Yes I hope I do not offend anyone saying this but I think names like that are kinda corny lol


----------



## Chuck94! (Feb 8, 2018)

My puppy is named after "Rollo" a Viking warrior who became the first ruler of Normandy!


----------



## LaRen616 (Mar 4, 2010)

Knight, Atreyu, Gannicus, Bane, Lancelot, Crixus, Kratos


----------



## wolfy dog (Aug 1, 2012)

Or something friendly sounding to ease people's mind? Maybe?


----------



## Iamtomisbehave (Mar 18, 2018)

We tend to go with older style English names. We have had a Kaylee, an Amelia, and a Caspian in the past. Currently we have a Vera, an Edith, and our new Shepherd puppy will be Zelda. All of them also have some sort of geeky connection as well. Kaylee and Vera are both references to the show Firefly. Amelia was a reference to Dr. Who. Caspian is from the Chronicles of Narnia. Zelda is from The Legend of Zelda series and Edith is from a game called "What remains of Edith Finch." 



I guess I have never felt any particular need to give dogs "impressive" sounding names. I try and pick rolls off my tongue when I say it out loud and something that does not seem too common, at least in my area. 
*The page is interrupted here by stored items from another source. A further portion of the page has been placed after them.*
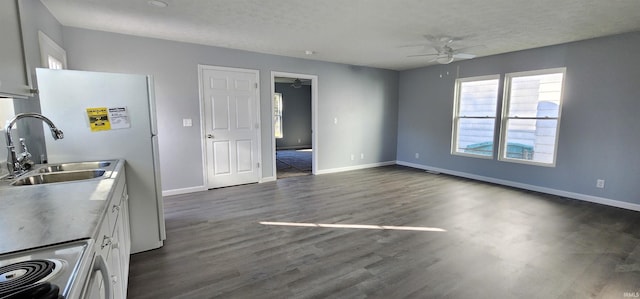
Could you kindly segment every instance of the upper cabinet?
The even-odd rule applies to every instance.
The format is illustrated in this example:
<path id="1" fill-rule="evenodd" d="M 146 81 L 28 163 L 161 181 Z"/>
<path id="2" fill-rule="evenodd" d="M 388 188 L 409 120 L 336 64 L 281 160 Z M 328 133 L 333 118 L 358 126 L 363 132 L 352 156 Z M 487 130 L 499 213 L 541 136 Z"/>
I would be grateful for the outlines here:
<path id="1" fill-rule="evenodd" d="M 31 87 L 19 0 L 0 1 L 0 37 L 0 96 L 28 97 Z"/>

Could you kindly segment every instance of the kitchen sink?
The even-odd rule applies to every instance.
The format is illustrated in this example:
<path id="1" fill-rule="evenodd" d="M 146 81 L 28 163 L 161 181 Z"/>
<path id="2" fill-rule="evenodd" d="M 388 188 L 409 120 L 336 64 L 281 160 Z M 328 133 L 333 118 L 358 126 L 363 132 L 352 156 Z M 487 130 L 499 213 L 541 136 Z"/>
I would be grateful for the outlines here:
<path id="1" fill-rule="evenodd" d="M 12 186 L 63 183 L 110 178 L 117 160 L 43 164 L 16 178 Z"/>
<path id="2" fill-rule="evenodd" d="M 95 161 L 95 162 L 76 162 L 76 163 L 62 163 L 47 165 L 38 168 L 40 173 L 49 172 L 61 172 L 61 171 L 74 171 L 74 170 L 90 170 L 90 169 L 104 169 L 111 166 L 111 161 Z"/>
<path id="3" fill-rule="evenodd" d="M 24 186 L 24 185 L 39 185 L 48 183 L 61 183 L 69 181 L 88 180 L 103 177 L 107 171 L 104 169 L 91 169 L 91 170 L 77 170 L 66 172 L 52 172 L 52 173 L 40 173 L 32 174 L 25 177 L 20 177 L 15 180 L 11 185 Z"/>

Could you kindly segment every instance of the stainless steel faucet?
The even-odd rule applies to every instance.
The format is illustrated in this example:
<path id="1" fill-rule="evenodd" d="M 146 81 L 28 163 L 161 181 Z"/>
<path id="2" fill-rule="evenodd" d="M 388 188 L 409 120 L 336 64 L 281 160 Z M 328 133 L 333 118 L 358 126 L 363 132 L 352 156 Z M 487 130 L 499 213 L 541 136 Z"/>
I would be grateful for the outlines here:
<path id="1" fill-rule="evenodd" d="M 62 130 L 56 128 L 56 125 L 54 125 L 53 122 L 51 122 L 51 120 L 49 120 L 42 114 L 28 112 L 28 113 L 20 113 L 14 116 L 11 120 L 9 120 L 9 122 L 7 123 L 7 126 L 5 127 L 5 131 L 6 131 L 5 134 L 6 134 L 6 140 L 7 140 L 7 153 L 8 153 L 7 169 L 9 170 L 10 177 L 19 176 L 31 166 L 29 164 L 31 160 L 28 158 L 25 158 L 25 157 L 31 156 L 31 154 L 27 152 L 27 148 L 26 146 L 24 146 L 24 143 L 22 143 L 24 147 L 24 153 L 21 154 L 21 158 L 19 159 L 18 155 L 16 154 L 15 146 L 13 145 L 13 140 L 11 138 L 11 129 L 16 124 L 16 122 L 20 119 L 27 118 L 27 117 L 39 119 L 44 123 L 46 123 L 51 129 L 51 135 L 53 136 L 54 140 L 64 138 L 64 133 L 62 133 Z"/>

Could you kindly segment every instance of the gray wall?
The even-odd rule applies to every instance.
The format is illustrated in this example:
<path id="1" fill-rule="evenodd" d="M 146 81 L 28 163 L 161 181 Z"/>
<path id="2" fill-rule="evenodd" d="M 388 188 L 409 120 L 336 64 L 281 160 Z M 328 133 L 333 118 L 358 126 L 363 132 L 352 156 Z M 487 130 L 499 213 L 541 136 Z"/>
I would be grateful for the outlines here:
<path id="1" fill-rule="evenodd" d="M 638 53 L 636 32 L 403 71 L 398 160 L 640 204 Z M 450 154 L 457 72 L 471 77 L 553 67 L 567 68 L 556 167 Z M 595 186 L 599 178 L 604 189 Z"/>
<path id="2" fill-rule="evenodd" d="M 275 90 L 282 94 L 283 107 L 283 137 L 276 139 L 276 149 L 311 148 L 311 85 L 276 83 Z"/>
<path id="3" fill-rule="evenodd" d="M 26 59 L 31 73 L 32 84 L 37 88 L 35 68 L 41 67 L 38 31 L 44 32 L 58 45 L 64 47 L 62 26 L 40 1 L 23 0 L 21 4 L 20 17 L 22 19 L 22 36 Z M 14 108 L 16 113 L 40 112 L 40 100 L 37 95 L 28 99 L 16 99 L 14 100 Z M 53 121 L 55 122 L 55 120 Z M 27 147 L 29 147 L 29 152 L 33 155 L 34 161 L 39 162 L 40 155 L 45 153 L 42 122 L 34 119 L 23 119 L 19 121 L 18 128 L 19 135 L 26 138 Z M 48 132 L 49 130 L 47 130 Z"/>
<path id="4" fill-rule="evenodd" d="M 271 71 L 318 76 L 319 170 L 396 158 L 398 72 L 70 27 L 63 37 L 70 69 L 154 76 L 163 190 L 202 186 L 198 64 L 260 71 L 264 177 L 273 172 Z"/>

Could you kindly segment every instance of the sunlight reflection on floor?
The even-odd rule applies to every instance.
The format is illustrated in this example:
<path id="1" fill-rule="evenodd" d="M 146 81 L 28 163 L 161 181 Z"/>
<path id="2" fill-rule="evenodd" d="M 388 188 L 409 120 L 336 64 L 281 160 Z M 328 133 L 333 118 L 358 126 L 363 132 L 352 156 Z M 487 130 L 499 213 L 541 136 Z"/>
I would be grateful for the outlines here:
<path id="1" fill-rule="evenodd" d="M 369 224 L 341 224 L 341 223 L 305 223 L 305 222 L 269 222 L 260 221 L 262 225 L 276 226 L 301 226 L 301 227 L 324 227 L 324 228 L 361 228 L 361 229 L 380 229 L 380 230 L 409 230 L 424 232 L 446 232 L 445 229 L 437 227 L 424 226 L 392 226 L 392 225 L 369 225 Z"/>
I have always liked the names Owen, Neville, Nolan, Everett, and Tristan for boys. We are pretty much a strictly girl household though!

Beth


----------



## Chuck94! (Feb 8, 2018)

I always liked the name "oskar" - go by "oskie"


----------



## Nikka Khrystyne (May 14, 2018)

Kratos is the name we have so far, instead of Spartacus. Still not sure if I’m in love with that name either... only 4 days till their home!


----------



## Hellish (Jul 29, 2017)

It took me two weeks to come up with my brat's call name. I was waiting for him to show me who he was or something lame, I dunno. The husband shot down a lot of names because he was going to feel self conscious about shouting it aloud. Some of the very early culls are not fit to mention in polite forums but they had to do with things that are big and black and powerful.


----------



## MiikalLK (Jan 29, 2018)

Kratos seems like it doesn't roll off the tongue that easily. My oldest dogs littermate was named Zeus. I would pick something that's easy to say instead of focusing on the roman/greek vibe as many of those names are either too long or too easy to trip up on while saying(with the above exception). You could always go with something like Thoth, Thor, Loki, Bane, Jax, Huck, Timber, Thunder, Hades...our male dog's name is Grimm. It's tough to pick a name!


----------



## wolfy dog (Aug 1, 2012)

It always takes me quite some time to get used to the name of a new dog, like the two (name and pup) don't seem to fit at first. I loved naming him Griff before I actually took him home but only since last week do I feel he owns and belongs to the name.


----------



## Mei (Mar 30, 2018)

Wookie for the first then Chewee for the o


----------



## tc68 (May 31, 2006)

I don't know about y'all but I always found it really weird when people ask complete strangers to help with the naming of their pets. The key word being "strangers." Naming your dog is a personal thing that should have some kind of meaning to it and so to ask someone you don't know with help in naming your dog? Just strange. Sorry, my own humble opinion.


----------



## chevyfreese (Apr 26, 2018)

liquar and lager


----------